Aslında şirketler etrafta anlık işler yapanı seviyorlar. Türkiye’de çok üniversite açılması olayı çözümlemez; çünkü o eğitimler, dünya standardında yaratıcı insan yetiştirip takım kurmayı planlıyor. Oysa Türkiye’nin o düzeyi yok ve planı da dışarıdan teknoloji almak. Yani üniversitelerin yarısı, Türkiye’de değil başka ülkelerde gerekli insan kaynağı için eğitim veriyor.
“Overqualified” meselesi de var. Türkiye’de çoğu şirket, takım çalışması açısından üniversite mezununa pratikte ihtiyaç duymuyor; diplomasına tabii ki ihtiyaç duyuyor, ama onun da sahtesi var. Bu yüzden bir diploma için yüksek maaş vermiyorlar.
Türkiye teknolojiyi yaratmak zorunda değil; Amerika yaratmak zorunda. Mars’tan mı öğrenecek? Tabii ki kendi en tepede ve kendi yaratıcı olmak zorunda.
Birçok insan Türkiye’de bu ortamda “Çocuğum çalışmaz, mutsuz olur” diye çocuk bile yapmıyor. Ortalama bir işte düşük maaşlı çalışmak, overqualified biri için işkencedir.

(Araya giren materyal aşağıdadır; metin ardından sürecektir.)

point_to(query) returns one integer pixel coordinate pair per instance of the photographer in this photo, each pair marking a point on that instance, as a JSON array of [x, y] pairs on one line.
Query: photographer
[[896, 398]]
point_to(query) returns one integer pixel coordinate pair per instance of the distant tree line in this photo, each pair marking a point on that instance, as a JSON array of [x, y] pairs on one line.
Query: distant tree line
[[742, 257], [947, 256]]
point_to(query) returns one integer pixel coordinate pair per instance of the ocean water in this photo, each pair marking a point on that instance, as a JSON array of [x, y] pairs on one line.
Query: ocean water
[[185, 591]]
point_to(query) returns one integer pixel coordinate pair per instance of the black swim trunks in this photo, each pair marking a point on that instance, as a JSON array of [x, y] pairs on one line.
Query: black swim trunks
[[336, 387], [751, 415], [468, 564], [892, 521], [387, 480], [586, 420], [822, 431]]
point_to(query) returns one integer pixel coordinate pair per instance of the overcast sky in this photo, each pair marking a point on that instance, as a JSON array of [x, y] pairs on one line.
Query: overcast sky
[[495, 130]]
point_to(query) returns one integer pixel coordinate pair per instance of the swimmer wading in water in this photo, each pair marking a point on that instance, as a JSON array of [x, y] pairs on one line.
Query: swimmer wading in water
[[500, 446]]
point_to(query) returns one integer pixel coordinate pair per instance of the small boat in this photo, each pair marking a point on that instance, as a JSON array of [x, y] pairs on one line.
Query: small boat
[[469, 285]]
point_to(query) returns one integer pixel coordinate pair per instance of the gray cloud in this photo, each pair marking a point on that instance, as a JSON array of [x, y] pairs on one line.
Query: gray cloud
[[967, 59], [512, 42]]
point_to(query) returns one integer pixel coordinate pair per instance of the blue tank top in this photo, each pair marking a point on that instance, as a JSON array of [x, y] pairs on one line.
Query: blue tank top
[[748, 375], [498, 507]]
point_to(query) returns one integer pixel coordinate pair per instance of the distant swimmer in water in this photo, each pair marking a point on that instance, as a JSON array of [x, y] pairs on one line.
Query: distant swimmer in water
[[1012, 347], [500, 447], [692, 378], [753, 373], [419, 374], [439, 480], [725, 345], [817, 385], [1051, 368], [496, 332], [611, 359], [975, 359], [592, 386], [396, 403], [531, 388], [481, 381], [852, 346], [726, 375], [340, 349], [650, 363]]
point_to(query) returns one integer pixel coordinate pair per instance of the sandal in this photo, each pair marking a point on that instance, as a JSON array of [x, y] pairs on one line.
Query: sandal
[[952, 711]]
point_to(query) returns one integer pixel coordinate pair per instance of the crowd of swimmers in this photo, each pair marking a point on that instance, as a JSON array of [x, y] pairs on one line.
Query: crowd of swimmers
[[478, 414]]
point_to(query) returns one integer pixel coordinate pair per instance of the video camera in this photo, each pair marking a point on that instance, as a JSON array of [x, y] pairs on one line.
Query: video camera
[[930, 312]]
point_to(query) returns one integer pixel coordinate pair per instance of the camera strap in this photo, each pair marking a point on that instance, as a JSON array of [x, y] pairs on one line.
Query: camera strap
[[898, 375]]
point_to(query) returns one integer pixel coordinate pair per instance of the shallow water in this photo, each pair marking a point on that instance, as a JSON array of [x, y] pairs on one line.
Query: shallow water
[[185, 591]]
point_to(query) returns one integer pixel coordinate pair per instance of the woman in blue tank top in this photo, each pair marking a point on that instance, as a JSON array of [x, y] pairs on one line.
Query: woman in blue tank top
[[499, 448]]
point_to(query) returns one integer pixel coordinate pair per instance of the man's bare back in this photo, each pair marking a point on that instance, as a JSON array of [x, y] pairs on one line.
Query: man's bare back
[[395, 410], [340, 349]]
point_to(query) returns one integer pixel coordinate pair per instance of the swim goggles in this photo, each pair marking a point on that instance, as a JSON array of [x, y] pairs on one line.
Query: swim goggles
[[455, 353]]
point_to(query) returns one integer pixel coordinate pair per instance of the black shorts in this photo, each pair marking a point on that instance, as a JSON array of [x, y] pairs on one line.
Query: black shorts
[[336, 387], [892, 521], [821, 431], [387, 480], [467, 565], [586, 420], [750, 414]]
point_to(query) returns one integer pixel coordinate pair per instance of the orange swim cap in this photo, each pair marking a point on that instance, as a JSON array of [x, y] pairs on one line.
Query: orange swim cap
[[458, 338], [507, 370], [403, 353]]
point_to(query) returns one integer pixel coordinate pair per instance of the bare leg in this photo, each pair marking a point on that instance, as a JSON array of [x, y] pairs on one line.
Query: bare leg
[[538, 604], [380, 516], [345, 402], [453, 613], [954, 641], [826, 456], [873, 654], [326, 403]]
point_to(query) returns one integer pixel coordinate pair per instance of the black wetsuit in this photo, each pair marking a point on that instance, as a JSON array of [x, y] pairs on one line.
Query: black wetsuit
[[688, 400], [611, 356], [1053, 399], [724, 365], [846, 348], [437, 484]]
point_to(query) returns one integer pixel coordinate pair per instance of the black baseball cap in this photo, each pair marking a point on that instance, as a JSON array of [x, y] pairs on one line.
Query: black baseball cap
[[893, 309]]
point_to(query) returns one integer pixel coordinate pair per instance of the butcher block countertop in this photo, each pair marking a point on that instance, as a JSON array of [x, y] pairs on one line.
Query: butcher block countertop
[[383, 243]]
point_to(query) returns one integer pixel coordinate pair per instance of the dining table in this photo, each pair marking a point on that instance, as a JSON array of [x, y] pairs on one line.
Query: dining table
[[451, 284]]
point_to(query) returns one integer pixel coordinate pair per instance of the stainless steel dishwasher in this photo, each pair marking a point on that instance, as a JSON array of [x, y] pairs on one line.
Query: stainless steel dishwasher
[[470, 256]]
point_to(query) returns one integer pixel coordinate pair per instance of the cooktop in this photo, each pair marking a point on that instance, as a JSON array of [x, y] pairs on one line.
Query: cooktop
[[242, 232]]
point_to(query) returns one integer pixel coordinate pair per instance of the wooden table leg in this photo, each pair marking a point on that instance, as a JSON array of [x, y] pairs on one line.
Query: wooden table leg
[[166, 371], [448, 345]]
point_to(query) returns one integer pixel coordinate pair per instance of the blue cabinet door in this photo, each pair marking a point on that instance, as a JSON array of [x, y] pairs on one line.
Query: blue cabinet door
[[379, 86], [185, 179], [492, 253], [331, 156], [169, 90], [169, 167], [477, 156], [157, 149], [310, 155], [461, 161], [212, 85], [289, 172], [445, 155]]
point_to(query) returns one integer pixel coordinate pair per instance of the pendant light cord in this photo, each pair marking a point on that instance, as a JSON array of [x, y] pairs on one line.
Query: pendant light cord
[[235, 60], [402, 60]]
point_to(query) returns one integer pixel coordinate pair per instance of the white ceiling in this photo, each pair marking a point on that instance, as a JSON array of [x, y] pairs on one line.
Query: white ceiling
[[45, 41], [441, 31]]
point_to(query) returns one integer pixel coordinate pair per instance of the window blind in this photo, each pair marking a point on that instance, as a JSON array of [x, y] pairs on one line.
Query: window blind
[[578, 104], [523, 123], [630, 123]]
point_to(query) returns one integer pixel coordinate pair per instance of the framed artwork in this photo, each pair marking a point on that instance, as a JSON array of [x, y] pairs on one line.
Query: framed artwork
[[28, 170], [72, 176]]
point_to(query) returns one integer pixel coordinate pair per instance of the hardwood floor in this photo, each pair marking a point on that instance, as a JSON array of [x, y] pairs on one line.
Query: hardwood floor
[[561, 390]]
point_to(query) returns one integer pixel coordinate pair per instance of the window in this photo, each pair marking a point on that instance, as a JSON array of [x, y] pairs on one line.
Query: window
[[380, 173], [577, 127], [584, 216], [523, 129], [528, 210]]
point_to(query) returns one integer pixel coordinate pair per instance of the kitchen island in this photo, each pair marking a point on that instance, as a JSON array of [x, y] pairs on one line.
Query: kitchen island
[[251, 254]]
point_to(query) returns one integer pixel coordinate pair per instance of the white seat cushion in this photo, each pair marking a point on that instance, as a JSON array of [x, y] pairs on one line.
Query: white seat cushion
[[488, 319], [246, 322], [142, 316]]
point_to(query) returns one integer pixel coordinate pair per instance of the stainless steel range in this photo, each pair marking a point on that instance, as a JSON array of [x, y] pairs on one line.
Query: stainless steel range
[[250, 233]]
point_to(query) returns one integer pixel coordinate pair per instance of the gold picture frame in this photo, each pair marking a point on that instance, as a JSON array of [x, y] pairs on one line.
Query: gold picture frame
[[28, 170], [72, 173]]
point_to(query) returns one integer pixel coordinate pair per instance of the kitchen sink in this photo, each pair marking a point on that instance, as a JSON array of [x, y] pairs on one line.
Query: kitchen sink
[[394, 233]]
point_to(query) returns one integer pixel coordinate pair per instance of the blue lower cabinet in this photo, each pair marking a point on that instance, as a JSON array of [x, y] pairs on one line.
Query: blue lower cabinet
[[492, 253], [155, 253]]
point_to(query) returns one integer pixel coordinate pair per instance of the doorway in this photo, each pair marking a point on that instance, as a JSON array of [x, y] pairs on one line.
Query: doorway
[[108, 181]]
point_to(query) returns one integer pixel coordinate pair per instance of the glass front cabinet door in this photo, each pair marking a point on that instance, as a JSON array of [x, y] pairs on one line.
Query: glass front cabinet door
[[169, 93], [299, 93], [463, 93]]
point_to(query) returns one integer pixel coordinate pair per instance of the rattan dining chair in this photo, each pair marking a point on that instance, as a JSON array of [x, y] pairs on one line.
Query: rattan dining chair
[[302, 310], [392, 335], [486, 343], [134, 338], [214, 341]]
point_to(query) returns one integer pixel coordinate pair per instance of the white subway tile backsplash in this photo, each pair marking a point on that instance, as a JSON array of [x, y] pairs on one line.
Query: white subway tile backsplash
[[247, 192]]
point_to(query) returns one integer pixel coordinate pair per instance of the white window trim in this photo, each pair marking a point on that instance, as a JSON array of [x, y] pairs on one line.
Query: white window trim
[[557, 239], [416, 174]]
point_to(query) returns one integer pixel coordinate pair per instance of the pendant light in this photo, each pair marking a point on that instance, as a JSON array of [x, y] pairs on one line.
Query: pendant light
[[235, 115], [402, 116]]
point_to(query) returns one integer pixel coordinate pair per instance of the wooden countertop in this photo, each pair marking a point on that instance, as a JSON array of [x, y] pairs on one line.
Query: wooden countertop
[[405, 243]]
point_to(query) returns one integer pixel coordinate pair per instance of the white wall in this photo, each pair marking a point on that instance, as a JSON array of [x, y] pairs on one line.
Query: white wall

Eğer bir kişi liseden sonra yüksek puanla üniversite kazanmışsa, tavsiyem:
-
İngilizcesini ilerletsin.
-
En az 2 yıl bilgisayar mühendisliğini sofrada ek meze gibi mutlaka öğrensin.
Yani neredeyse 3 üniversite mezunu olun diyorum. İngilizcesi, 4 yıl üniversite okumuş bir İngilizce öğretmeninden daha iyi olacak.
Ayrıca, 2 yıllık bilgisayar programcılığı eğitimi ile en az master düzeyinde bilgisayar program geliştirme projeleri yapabilecek ve kendi alanında da en az 4 yıl lisans diploması olacak. Bu alan yüzlerce üniversite bölümünden biri olabilir.
İş ararken hatta, bilgisayar biliyor diyecek, ama öbür mezuniyetine iş arayacak, bilgisayar yönüyle cila çekecek.
Amerika seviyorsa araba kullanmayı da sevecek; ehliyeti olacak. Sportif olacak. Dünya görüşüyle sevilesi bir kişiliğe sahip olacak, yalan değil, yalan sökmez.
Bence bu durumda ve çalışkan biri, yurt dışından da iş bulabilir. Hangi işe başvurması gerektiğine bakar, ona göre ilerler. Bunları yapacak insanın çok uzun süre hiç para kazanmayacağı, baba parası yiyeceği aşikardır.
Türkiyedeki tüm üniversite sonrası sınavlar dolandırıcıdır ve garantisi yoktur, KPSS, TUS, Hukuk fakülte mezuniyet sonrası hukuk sınavı, öğretmen uzmanlık sınavı, hepsi istisnasız daha 30 sene iktidar parti farketmiyor, dolandırıcık sınavlarıdır. Türkiye de sahte diploma sayısı on binlercedir. Unutmayın, bir gün bile sürmüyor. İş sarpa sarınca onbinlerce kişinin Türkiye de sahte diploması tepenize binmeye herzaman hazırdır. Başvuracağınız şirketlerin kilit diplomaları sahtedir, en azından size o açıdan diplomanızın getiri olmaz.
Tabii, sahte diplomanın güncel hayata etkisi nasıl oluyor, bu post onu da vurguluyor.Liseden sonra hakkıyla üniversite giriş sınavda yüksek puan almış biri-sınavdan diyorum, lise notu çok katkıdan değil-bu dolandırıcı sınava dolandırıcılığa uyum sağlaması mümkün değildir. Bu 3 üniversite bitirmek kadar donanımı yaparsınız, korkmayın.
En azından ölürken içiniz rahat gidersiniz, hayatın bütünü size bir anlam vermiş olur. Türkiye de daha 30 yıl bu sahtecileri, KPSS, TUS, Hukuk fakülte mezuniyet sonrası hukuk sınavı, öğretmen uzmanlık sınavı, üniversite sınavı sahtecileri yok etmek mümkün değildir. Güçlü iktidarlar değişsede sanmayın size uyar.